This post compares InChI and SMILES on the dimensions that matter at the bench: structure round-trip, canonicalization, stereochemistry handling, database lookup, and tool ecosystem support. The SMILES reference post covers the syntax in detail; this one is the picking-between-them post.
What each format is, in one sentence
SMILES (Simplified Molecular Input Line Entry System, Weininger 1988) is a human-readable graph traversal. Atoms appear in the order you would walk through the structure; bonds, branches, and ring closures are punctuation. CCO is ethanol; c1ccccc1 is benzene. The OpenSMILES specification is the open community-maintained reference; the original Daylight spec is the historical canon.
InChI (International Chemical Identifier, IUPAC 2005) is a machine-generated canonical identifier produced by a single official algorithm. It is a layered structure: a formula layer, a connections layer, a hydrogen layer, and optional charge, stereo, isotope, fixed-H, and reconnected layers. InChI=1S/C2H6O/c1-2-3/h3H,2H2,1H3 is ethanol. The InChI Trust maintains the algorithm and software.
Criteria that matter for picking between them
Six dimensions practitioners care about when these identifiers move between tools, databases, and publications:
- Round-trip: can the identifier reliably be converted to and from a 2D structure without information loss?

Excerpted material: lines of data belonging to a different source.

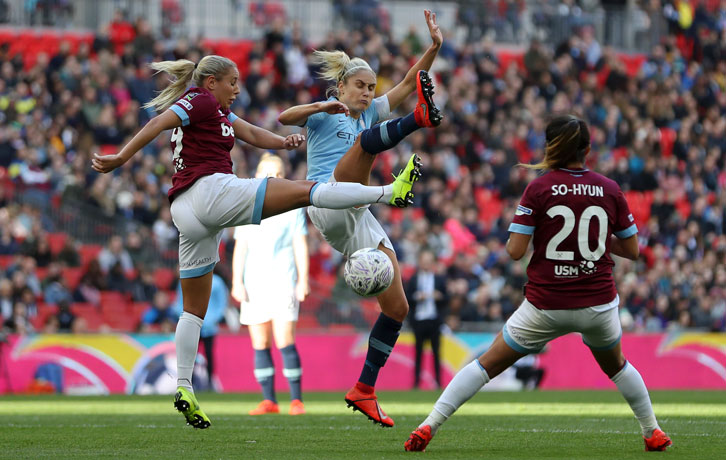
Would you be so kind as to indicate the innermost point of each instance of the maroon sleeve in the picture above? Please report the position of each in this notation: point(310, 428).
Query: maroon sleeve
point(624, 226)
point(194, 107)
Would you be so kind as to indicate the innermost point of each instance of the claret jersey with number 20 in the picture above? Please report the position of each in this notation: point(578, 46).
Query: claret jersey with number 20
point(571, 215)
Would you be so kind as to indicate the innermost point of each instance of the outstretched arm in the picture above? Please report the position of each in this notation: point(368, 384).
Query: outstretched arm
point(298, 115)
point(627, 248)
point(107, 163)
point(517, 245)
point(408, 85)
point(263, 138)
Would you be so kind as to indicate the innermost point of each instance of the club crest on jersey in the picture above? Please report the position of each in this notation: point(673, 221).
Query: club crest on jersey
point(521, 211)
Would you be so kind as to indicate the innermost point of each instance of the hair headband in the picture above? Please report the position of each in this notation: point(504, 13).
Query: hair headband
point(355, 69)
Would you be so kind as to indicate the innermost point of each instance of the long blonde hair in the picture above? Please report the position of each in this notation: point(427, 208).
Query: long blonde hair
point(337, 67)
point(184, 72)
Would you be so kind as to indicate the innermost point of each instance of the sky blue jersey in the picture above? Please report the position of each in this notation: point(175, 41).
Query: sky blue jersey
point(330, 136)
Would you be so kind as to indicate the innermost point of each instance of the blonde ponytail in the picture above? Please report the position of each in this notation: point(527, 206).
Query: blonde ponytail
point(338, 66)
point(185, 72)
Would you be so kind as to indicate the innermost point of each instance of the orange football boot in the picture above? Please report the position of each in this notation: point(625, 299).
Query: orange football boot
point(657, 442)
point(362, 397)
point(419, 439)
point(266, 407)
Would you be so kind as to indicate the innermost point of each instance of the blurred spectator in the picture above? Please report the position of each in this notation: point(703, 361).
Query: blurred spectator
point(66, 319)
point(91, 284)
point(69, 254)
point(6, 298)
point(656, 123)
point(18, 322)
point(143, 288)
point(55, 289)
point(115, 253)
point(426, 294)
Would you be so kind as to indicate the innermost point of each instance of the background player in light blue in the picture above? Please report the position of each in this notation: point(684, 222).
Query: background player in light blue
point(270, 279)
point(342, 146)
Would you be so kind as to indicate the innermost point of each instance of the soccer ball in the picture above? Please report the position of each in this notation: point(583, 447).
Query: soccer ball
point(368, 272)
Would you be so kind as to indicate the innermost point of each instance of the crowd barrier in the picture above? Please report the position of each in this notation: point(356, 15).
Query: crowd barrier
point(145, 364)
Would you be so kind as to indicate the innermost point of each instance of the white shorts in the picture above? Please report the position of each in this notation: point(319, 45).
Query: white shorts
point(348, 230)
point(529, 329)
point(282, 309)
point(210, 205)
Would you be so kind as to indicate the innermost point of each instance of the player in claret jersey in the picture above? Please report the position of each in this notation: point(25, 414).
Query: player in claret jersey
point(206, 197)
point(575, 218)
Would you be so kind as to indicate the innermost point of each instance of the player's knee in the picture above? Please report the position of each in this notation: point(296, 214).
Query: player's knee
point(397, 310)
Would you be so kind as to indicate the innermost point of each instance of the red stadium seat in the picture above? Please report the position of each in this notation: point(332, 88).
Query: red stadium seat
point(6, 261)
point(41, 273)
point(113, 301)
point(44, 312)
point(94, 319)
point(89, 252)
point(667, 139)
point(73, 276)
point(56, 241)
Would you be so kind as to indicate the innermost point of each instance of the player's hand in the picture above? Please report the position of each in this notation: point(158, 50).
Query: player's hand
point(106, 163)
point(436, 36)
point(301, 291)
point(333, 107)
point(293, 141)
point(239, 293)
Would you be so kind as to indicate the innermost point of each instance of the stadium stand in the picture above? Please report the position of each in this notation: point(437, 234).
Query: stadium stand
point(657, 120)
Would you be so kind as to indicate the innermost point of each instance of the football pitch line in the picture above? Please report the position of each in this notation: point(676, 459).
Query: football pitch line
point(142, 407)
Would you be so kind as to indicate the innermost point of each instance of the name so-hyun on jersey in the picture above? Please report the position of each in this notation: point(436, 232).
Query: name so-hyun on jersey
point(571, 215)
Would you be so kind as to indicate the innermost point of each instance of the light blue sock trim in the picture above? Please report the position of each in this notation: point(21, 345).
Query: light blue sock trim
point(384, 133)
point(181, 114)
point(380, 346)
point(514, 345)
point(606, 347)
point(196, 272)
point(480, 366)
point(312, 190)
point(259, 202)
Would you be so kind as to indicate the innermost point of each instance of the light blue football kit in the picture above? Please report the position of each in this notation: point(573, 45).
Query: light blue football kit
point(329, 138)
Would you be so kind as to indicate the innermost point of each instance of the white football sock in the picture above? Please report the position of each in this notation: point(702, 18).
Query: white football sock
point(633, 389)
point(186, 339)
point(344, 195)
point(465, 384)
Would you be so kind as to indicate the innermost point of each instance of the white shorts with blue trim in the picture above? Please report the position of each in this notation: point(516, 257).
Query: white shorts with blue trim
point(348, 230)
point(210, 205)
point(529, 329)
point(275, 307)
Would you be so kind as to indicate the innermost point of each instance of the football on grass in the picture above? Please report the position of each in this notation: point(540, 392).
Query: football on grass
point(368, 272)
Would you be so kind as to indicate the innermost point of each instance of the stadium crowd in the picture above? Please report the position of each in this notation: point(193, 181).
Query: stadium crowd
point(659, 130)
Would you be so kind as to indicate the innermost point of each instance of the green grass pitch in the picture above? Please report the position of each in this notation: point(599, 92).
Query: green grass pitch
point(493, 425)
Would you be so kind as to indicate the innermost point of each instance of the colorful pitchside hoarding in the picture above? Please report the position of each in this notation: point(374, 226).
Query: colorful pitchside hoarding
point(131, 363)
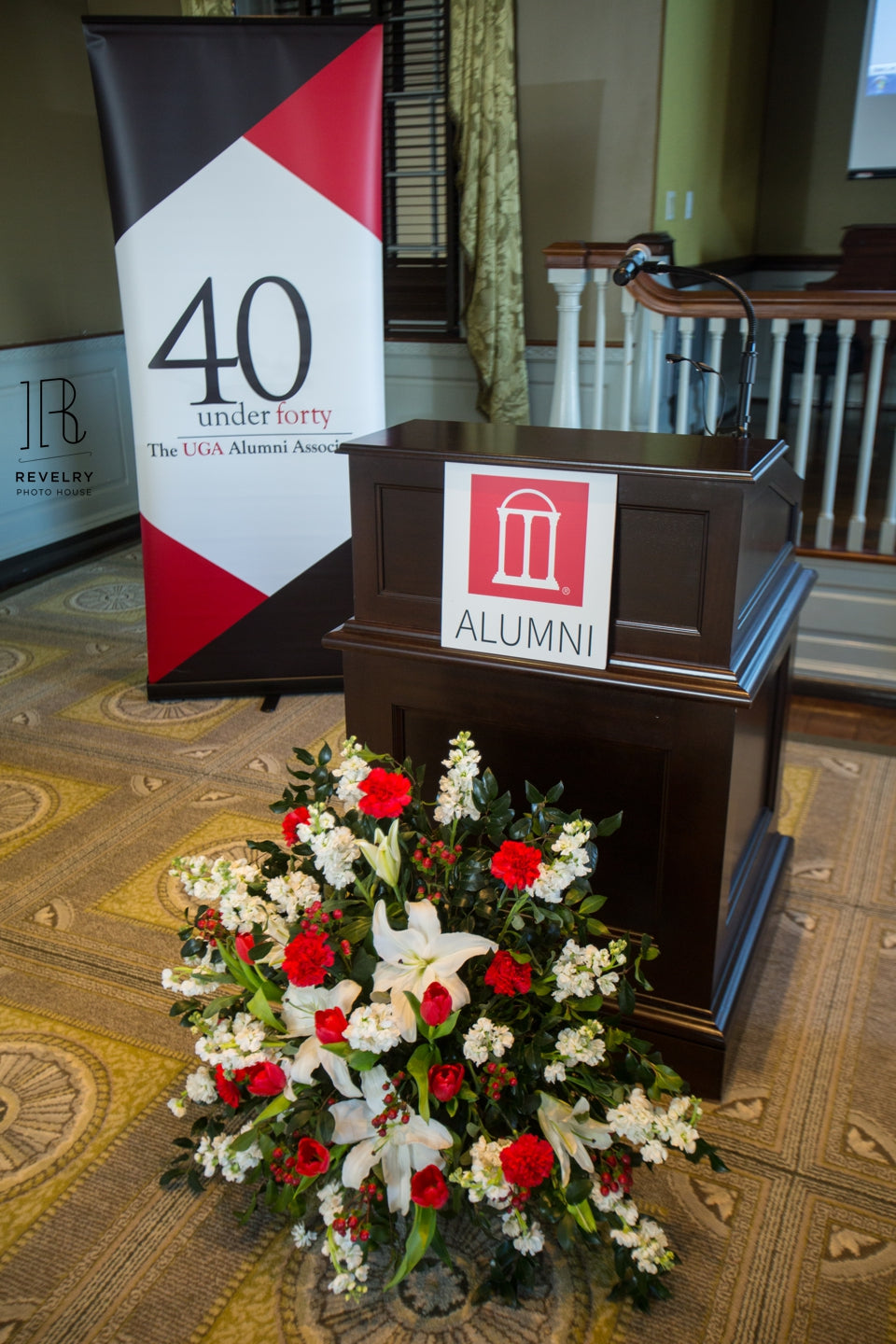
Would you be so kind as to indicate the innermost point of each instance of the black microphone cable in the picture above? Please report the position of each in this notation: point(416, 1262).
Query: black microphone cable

- Canonicalization: do two valid identifiers for the same molecule match exactly, or do they differ depending on how the structure was drawn?

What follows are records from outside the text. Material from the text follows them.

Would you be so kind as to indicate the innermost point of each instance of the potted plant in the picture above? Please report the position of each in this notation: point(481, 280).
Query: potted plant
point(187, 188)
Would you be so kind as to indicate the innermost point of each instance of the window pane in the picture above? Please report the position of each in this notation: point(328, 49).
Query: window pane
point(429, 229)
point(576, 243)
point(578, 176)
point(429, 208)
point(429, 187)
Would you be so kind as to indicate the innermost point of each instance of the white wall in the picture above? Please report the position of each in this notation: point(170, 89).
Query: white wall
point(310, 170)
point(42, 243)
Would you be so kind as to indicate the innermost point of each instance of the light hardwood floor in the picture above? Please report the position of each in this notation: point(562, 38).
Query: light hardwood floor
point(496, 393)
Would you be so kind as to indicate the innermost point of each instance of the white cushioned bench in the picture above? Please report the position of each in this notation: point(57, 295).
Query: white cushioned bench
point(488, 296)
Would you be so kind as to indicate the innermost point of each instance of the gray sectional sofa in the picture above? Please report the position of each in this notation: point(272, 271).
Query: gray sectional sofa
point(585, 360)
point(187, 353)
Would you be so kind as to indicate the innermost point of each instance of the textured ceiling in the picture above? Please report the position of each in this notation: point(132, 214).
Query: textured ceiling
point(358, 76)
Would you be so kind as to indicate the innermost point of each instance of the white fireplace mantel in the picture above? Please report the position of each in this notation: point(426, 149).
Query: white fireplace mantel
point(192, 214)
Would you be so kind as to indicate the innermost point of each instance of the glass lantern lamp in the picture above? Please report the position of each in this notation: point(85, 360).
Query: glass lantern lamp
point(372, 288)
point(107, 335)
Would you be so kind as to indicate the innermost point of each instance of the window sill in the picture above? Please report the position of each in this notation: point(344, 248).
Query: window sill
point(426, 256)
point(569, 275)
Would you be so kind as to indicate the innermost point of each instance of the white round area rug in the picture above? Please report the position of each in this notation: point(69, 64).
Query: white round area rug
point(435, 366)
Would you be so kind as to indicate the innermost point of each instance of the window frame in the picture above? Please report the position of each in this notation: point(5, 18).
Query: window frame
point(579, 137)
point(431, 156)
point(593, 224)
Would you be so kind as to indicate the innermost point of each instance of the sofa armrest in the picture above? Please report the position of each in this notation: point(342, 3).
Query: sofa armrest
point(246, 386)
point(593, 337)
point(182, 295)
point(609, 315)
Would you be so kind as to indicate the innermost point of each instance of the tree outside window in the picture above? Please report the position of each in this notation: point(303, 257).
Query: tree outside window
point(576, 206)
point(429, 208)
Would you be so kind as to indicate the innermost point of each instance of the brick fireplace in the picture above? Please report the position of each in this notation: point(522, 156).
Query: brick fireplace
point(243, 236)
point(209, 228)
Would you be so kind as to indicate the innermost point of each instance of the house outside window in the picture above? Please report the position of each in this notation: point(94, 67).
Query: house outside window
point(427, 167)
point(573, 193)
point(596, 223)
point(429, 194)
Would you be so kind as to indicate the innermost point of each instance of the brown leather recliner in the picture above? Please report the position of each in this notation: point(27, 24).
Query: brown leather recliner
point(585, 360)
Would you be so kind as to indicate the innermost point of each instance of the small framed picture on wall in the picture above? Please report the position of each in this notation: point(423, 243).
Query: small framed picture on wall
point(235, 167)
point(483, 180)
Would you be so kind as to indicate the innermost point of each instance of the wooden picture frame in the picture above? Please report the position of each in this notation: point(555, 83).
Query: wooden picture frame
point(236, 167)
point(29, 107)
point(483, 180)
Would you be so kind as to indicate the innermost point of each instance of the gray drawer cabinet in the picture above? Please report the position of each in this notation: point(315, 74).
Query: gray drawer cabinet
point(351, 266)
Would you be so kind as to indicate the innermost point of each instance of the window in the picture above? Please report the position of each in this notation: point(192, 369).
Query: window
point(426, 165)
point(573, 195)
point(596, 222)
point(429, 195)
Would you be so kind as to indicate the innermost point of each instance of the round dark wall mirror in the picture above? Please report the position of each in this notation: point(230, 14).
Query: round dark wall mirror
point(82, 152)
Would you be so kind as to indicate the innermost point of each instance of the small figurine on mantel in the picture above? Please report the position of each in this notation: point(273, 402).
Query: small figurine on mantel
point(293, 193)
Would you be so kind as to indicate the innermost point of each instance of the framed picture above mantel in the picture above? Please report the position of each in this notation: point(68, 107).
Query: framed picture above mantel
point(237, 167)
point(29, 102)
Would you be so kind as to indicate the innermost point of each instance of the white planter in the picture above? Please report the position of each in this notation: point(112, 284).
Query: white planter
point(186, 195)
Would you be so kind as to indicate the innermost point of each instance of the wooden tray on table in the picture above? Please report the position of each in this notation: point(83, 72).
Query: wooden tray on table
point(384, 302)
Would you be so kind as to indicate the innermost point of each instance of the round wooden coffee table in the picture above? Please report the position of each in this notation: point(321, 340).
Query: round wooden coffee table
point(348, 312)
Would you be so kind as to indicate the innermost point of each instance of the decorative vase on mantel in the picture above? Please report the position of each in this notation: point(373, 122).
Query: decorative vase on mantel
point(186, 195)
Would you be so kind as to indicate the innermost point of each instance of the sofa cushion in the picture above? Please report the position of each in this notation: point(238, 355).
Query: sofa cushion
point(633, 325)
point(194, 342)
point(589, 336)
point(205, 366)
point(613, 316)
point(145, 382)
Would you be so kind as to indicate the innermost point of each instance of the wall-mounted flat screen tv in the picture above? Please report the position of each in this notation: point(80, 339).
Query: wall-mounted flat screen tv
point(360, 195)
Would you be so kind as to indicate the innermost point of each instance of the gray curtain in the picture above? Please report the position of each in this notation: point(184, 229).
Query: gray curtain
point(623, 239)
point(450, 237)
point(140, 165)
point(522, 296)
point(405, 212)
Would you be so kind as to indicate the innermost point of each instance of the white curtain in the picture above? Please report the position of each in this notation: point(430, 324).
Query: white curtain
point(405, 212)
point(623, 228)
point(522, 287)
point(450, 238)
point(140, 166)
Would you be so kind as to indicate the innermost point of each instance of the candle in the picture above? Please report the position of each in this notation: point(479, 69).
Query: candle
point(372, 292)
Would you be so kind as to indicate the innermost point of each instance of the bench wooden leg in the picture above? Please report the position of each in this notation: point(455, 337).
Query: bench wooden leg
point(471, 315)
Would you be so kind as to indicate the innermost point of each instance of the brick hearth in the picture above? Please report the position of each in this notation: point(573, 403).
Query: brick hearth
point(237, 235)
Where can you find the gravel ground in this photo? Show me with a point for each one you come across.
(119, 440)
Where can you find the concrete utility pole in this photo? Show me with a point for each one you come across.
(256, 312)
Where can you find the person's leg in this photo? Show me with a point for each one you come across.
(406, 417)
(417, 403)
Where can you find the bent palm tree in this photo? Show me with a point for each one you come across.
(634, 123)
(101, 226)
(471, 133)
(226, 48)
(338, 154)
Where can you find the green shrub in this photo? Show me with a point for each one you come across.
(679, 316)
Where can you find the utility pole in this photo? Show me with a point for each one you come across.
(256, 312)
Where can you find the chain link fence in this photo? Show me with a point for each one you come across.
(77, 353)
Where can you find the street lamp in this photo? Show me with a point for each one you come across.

- Stereochemistry handling: does the identifier capture R/S and E/Z reliably?
- Database lookup: which identifier do PubChem, ChemSpider, and patent databases use as their internal key?
- Tool support: do the editors, AI tools, and scripts in your workflow accept both?

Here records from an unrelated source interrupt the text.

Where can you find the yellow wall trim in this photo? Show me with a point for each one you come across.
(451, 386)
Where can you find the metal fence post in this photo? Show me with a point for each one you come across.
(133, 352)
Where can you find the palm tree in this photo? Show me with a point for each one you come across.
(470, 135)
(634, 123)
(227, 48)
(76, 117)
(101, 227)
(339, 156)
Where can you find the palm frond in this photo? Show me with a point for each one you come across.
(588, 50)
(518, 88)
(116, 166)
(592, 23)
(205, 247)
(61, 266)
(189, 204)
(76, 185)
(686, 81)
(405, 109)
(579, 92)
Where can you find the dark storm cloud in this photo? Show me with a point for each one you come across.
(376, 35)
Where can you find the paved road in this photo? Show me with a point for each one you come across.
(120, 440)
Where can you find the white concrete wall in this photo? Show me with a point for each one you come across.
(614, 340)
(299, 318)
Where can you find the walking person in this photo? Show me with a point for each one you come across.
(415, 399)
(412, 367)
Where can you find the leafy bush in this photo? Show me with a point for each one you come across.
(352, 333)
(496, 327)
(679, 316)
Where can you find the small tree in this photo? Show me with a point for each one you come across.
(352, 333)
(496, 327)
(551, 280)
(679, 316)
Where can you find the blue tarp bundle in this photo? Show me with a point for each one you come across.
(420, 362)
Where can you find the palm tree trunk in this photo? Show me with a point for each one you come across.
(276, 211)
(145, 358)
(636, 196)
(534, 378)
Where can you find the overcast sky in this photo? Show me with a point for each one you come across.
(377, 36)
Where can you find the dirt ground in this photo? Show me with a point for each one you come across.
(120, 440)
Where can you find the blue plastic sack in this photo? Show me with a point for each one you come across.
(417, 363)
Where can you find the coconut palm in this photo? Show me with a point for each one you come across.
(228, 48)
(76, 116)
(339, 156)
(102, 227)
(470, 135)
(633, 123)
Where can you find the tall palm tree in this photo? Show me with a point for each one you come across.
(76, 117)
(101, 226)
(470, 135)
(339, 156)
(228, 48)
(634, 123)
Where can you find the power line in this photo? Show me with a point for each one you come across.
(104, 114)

- Human readability: can a chemist sanity-check the identifier by eye?
Round-trip: SMILES is forgiving, InChI is opinionated
A SMILES string is a description of a graph traversal. Many valid SMILES describe the same molecule — ethanol is CCO, OCC, C(C)O, and C(O)C. Round-tripping a SMILES through a tool and back gives you *a* valid SMILES for the molecule, not necessarily the one you started with. This is usually fine: the structure is preserved even if the string changes.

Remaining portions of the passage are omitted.